A university is the people. Sometimes it is possible to confuse the buildings as being the university, but it’s not. It’s the people.
One way that we have tried to remember this is by linking people to the buildings – we name them after people, sometimes we name whole universities after people. One of the other things we do is to have portraits of people around the place.
The first university portraits I remember were the photographs of professors that lined the corridor leading to the philosophy department at Leeds. Small, and in black and white, these were fairly modest reminders of the men who had gone before.
The contrast with the portraits in the Council Chamber couldn’t have been more marked. Here the University had vast canvases of former Chancellors, Pro Chancellors and Vice Chancellors looking wisely down on the deliberations. These portraits were a study in the various forms of dignified seriousness.
The first Chancellor, the Marquis of Ripon, appeared out of the dark, the light picking out his vast Victorian beard and the gold lace on his gown. Back then the latest Chancellor, the Duchess of Kent, was a complete contrast. She was in a landscape, bathed in light, looking serene. She was also 40 years younger than the marquis had been when he’d been painted.
To have a portrait hung in the university is a high honour, and in most universities these can be found in the corridors and committee rooms of power. Nowadays these are commissioned, but some portraits have arrived through other means.
An enthusiastic public meeting was all for having a statue made of George Birkbeck in honour of his work in founding the mechanics institute, but they were persuaded to settle on a painting instead. Visually, at least, Birkbeck is now upstaged by a striking portrait of Tessa Blackstone. Sometimes they arrive as gifts; the Examination Schools at Oxford has a collection of monarchs on display, such as Kaiser Wilhelm in his DCL gown.
Throughout our older universities, portraits are more widely distributed; the walls of colleges teem with former students and staff, demonstrating their breadth of accomplishments.

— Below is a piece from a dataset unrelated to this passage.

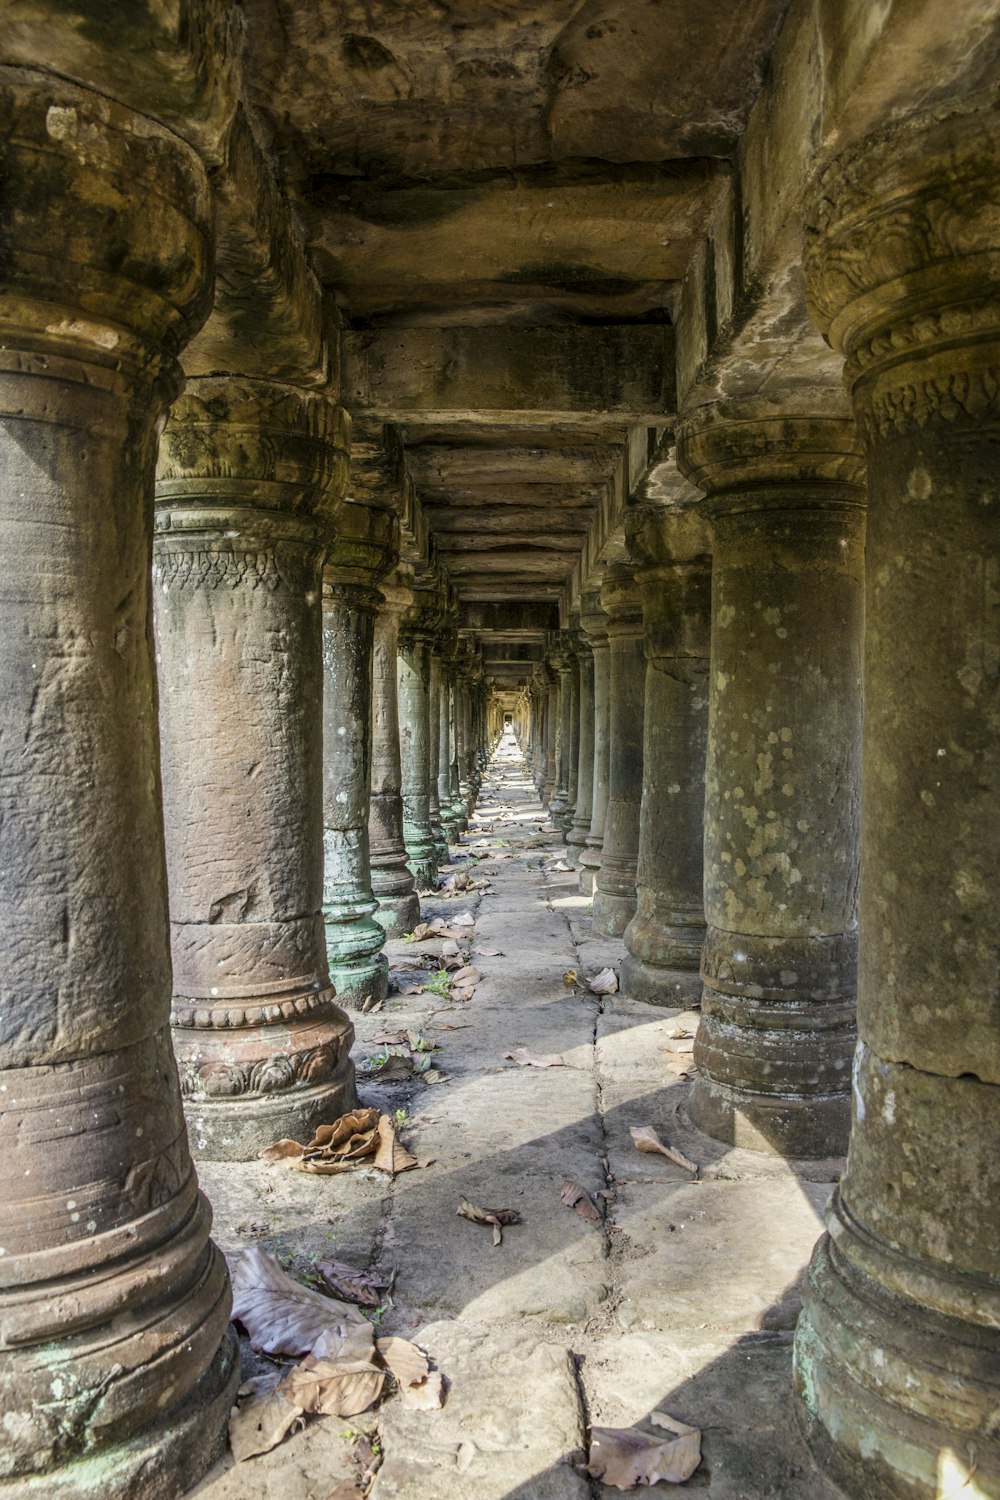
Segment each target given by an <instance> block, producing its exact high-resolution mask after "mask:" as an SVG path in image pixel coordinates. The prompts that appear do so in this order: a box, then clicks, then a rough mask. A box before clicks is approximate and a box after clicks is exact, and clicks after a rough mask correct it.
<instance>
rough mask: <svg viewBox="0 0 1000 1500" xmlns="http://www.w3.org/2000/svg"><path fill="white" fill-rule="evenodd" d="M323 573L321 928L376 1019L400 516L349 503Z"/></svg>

The Bodleian has a formidable collection and, if like me, you have a preferred area to sit (if not an actual preferred seat) you can associate that with a portrait (I like to sit under that of Lucius Cary, 2nd Viscount Falkland).
If you can’t get into the corridors of power, you can visit these pictures virtually; universities have uploaded some of their collections to BBC Your Paintings. Here you can track changes to vice chancellorial style – in Southampton’s portraits John Roberts was the first to shed his gown (although it remains on the table) and Bill Wakeham is characteristically shown without his jacket, and with his i.d. card on a lanyard.
Another good way to see the work of current portrait painters is through the Royal Society of Portrait Painters. Here you can find other representations of recent vice chancellors, often now depicted with buildings behind them. Shirley Pearce appears in front of two stained glass windows at Loughborough, Colin Campbell stands in front of the construction of the Jubilee Campus at Nottingham, and Sandra Burslem is on a glass bridge at Manchester Metropolitan, (all three painted by Alasdair Adams).
Sir Colin Campbell, Vice Chancellor, University of Nottingham 1988-2008 (c) Alastair Adams
Here we have a nod back to the notion of people and buildings, a representation of university leadership.
Do you have a favourite? How would you depict a vice chancellor you’ve known? Who, in addition to the obligatory ones of vice chancellors, should be depicted in these portraits?